Cette réalité tient ensemble deux choses que nous séparons souvent : le déjà et le pas encore. Le chrétien n'a pas encore tout, loin de là ; il souffre, il lutte, il attend le retour du Seigneur et la délivrance complète. Mais il n'a pas rien non plus, comme s'il devait tout espérer sans rien goûter. Il a l'acompte. Cela le garde de deux excès : le triomphalisme, qui prétend tout posséder maintenant, et le découragement, qui croit ne rien avoir avant la fin. Nous vivons dans l'entre-deux, les arrhes au cœur, l'héritage devant.
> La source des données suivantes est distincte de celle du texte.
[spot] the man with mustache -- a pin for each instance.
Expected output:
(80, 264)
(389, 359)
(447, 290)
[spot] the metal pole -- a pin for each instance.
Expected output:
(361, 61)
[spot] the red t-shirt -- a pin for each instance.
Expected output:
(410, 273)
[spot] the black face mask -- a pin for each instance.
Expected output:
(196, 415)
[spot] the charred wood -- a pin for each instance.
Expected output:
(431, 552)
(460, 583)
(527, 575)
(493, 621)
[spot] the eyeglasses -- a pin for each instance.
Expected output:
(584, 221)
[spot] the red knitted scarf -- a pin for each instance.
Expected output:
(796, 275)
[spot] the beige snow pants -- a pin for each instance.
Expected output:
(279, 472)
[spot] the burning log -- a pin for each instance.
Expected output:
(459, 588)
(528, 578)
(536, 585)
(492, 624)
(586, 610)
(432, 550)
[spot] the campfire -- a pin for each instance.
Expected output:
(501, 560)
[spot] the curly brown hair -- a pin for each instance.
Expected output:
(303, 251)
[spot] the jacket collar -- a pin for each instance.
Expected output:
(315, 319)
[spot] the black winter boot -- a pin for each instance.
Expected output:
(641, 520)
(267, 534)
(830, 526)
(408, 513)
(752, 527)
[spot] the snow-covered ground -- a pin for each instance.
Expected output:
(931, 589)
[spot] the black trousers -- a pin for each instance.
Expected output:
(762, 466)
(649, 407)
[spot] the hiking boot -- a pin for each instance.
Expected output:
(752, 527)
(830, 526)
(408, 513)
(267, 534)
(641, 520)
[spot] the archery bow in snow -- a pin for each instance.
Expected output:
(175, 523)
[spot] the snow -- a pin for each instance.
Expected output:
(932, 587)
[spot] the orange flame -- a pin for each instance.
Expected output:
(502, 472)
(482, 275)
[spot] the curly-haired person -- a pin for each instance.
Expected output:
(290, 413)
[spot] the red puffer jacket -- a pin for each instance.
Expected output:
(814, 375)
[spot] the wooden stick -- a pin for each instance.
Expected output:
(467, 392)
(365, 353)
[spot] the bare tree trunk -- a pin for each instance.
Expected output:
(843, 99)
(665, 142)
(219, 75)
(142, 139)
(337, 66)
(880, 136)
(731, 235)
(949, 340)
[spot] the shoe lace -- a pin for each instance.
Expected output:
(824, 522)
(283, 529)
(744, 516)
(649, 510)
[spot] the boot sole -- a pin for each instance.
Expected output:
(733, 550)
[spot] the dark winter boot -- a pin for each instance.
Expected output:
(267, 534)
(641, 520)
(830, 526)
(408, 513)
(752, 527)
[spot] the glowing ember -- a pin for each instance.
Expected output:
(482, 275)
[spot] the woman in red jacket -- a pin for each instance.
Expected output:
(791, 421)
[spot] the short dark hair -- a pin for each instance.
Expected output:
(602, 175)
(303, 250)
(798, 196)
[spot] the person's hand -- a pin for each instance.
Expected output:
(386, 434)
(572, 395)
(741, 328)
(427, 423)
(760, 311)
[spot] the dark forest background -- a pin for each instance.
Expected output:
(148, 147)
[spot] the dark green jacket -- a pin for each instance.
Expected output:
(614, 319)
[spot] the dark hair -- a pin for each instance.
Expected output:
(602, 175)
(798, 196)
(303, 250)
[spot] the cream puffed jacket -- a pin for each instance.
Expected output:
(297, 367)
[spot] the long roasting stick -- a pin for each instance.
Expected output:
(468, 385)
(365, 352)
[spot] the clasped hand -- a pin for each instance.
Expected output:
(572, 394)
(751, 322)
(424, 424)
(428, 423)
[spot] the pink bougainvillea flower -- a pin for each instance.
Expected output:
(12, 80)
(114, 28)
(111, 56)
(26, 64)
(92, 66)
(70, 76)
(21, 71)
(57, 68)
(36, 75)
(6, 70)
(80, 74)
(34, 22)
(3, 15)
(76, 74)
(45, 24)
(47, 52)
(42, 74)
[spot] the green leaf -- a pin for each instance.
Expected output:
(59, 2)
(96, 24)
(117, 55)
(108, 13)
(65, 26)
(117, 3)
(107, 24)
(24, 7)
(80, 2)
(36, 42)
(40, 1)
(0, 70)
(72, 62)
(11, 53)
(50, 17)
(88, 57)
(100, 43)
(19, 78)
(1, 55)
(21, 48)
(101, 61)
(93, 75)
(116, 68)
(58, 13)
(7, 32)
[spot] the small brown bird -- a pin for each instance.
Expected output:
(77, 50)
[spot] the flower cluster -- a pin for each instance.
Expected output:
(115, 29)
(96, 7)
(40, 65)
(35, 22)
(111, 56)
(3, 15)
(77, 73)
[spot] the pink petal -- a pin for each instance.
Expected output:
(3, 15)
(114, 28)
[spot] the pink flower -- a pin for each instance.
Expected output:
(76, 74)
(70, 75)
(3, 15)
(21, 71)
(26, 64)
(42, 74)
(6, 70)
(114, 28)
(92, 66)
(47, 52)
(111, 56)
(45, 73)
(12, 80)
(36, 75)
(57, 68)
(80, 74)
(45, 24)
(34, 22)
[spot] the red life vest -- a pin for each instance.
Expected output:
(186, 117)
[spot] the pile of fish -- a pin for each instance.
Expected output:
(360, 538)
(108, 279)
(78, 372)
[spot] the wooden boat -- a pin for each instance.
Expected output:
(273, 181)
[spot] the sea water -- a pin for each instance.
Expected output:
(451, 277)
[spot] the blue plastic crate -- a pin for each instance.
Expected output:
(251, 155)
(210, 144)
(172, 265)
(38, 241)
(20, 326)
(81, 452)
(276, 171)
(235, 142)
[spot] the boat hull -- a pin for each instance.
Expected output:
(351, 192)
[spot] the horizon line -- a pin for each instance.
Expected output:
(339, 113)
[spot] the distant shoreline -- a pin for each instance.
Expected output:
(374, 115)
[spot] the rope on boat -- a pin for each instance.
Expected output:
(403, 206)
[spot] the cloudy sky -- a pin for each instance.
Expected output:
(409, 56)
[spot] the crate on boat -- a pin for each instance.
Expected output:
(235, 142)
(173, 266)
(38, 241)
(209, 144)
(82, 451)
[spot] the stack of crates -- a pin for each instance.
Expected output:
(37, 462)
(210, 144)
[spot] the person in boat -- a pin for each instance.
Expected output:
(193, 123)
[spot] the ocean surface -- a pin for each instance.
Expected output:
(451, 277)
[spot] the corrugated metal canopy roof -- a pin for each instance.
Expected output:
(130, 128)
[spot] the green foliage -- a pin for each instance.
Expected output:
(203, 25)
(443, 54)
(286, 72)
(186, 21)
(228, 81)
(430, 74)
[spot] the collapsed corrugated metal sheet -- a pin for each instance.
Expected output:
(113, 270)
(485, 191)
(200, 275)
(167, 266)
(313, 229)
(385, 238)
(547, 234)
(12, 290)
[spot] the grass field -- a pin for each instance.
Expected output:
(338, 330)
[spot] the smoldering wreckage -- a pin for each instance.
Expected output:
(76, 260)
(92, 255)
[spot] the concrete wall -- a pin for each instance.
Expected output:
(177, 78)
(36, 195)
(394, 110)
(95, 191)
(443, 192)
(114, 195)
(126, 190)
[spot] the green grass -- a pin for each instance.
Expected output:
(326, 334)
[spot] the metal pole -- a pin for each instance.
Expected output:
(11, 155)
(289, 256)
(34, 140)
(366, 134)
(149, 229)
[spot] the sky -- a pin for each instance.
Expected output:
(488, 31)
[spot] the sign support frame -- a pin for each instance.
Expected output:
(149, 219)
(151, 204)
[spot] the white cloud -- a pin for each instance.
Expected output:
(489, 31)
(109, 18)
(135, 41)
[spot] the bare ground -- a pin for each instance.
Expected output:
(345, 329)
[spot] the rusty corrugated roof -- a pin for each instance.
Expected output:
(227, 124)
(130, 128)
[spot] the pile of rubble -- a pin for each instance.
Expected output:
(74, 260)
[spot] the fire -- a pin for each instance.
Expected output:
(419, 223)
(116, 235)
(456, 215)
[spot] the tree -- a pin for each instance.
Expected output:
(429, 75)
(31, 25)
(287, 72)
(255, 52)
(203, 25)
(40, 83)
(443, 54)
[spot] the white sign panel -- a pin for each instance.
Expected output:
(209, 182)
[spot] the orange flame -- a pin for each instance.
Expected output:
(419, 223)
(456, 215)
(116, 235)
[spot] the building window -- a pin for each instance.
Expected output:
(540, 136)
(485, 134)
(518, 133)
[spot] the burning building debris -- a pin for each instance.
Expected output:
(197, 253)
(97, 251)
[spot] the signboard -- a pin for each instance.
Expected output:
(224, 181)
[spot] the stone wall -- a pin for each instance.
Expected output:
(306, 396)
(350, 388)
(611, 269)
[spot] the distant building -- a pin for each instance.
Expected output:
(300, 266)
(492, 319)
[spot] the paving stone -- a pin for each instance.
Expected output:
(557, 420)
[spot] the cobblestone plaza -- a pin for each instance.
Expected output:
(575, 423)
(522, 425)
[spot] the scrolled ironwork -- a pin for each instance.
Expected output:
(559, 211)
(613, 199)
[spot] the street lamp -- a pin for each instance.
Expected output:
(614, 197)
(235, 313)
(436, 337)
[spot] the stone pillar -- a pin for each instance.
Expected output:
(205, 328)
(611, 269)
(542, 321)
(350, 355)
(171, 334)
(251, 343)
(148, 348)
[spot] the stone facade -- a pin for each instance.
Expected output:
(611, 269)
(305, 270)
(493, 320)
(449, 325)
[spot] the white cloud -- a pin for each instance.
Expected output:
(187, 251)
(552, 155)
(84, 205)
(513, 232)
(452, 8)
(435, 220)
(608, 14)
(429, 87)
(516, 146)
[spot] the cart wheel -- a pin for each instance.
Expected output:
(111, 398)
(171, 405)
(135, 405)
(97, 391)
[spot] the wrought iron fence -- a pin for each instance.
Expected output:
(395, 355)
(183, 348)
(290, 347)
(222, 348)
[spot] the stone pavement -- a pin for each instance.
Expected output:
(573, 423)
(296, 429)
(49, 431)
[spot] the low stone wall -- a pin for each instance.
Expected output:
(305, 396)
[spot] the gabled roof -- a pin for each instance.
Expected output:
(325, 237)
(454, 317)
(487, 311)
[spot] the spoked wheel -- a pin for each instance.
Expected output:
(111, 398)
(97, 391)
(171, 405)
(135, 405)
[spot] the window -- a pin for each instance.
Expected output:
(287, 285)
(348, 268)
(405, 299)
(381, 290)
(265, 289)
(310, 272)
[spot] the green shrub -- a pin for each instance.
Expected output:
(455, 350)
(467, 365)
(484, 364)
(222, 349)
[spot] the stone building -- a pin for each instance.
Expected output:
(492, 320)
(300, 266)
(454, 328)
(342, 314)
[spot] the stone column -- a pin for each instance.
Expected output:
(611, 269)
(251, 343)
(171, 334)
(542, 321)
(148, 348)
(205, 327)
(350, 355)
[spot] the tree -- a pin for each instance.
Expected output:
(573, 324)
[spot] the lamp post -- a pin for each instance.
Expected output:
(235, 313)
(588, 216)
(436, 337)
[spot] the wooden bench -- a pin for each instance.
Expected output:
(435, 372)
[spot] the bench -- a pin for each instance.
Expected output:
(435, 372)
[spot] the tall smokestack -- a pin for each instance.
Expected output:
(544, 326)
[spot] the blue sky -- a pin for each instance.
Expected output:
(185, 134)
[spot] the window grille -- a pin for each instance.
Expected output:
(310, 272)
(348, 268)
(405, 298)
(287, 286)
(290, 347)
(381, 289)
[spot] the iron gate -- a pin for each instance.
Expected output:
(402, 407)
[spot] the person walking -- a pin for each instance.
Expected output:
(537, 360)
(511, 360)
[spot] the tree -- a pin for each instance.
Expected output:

Voilà qui donne à l'espérance chrétienne son sérieux. Notre attente du Royaume n'est pas un pari sur l'inconnu, un désir jeté dans le vide. Elle repose sur un acompte déjà touché, sur une expérience réelle, quoique partielle, de la vie de Dieu en nous. Celui qui a goûté, ne serait-ce qu'une fois, la paix que le monde ne donne pas, sait de quel côté est l'avenir. L'espérance ne dit pas : peut-être. Elle dit : j'ai les arrhes, le reste suivra.

Cette semaine, quand l'avenir t'inquiétera, ou quand tu douteras d'appartenir vraiment à Dieu, ne cherche pas la certitude dans l'humeur du jour. Rappelle-toi le gage : l'Esprit habite en toi, acompte du ciel, promesse déjà entamée. Fais-en un motif de gratitude concrète, et laisse cette assurance te rendre patient dans l'attente et généreux dans le présent. On ne thésaurise pas anxieusement quand on sait que l'héritage est garanti ; on vit dès aujourd'hui à la manière de la maison vers laquelle on marche.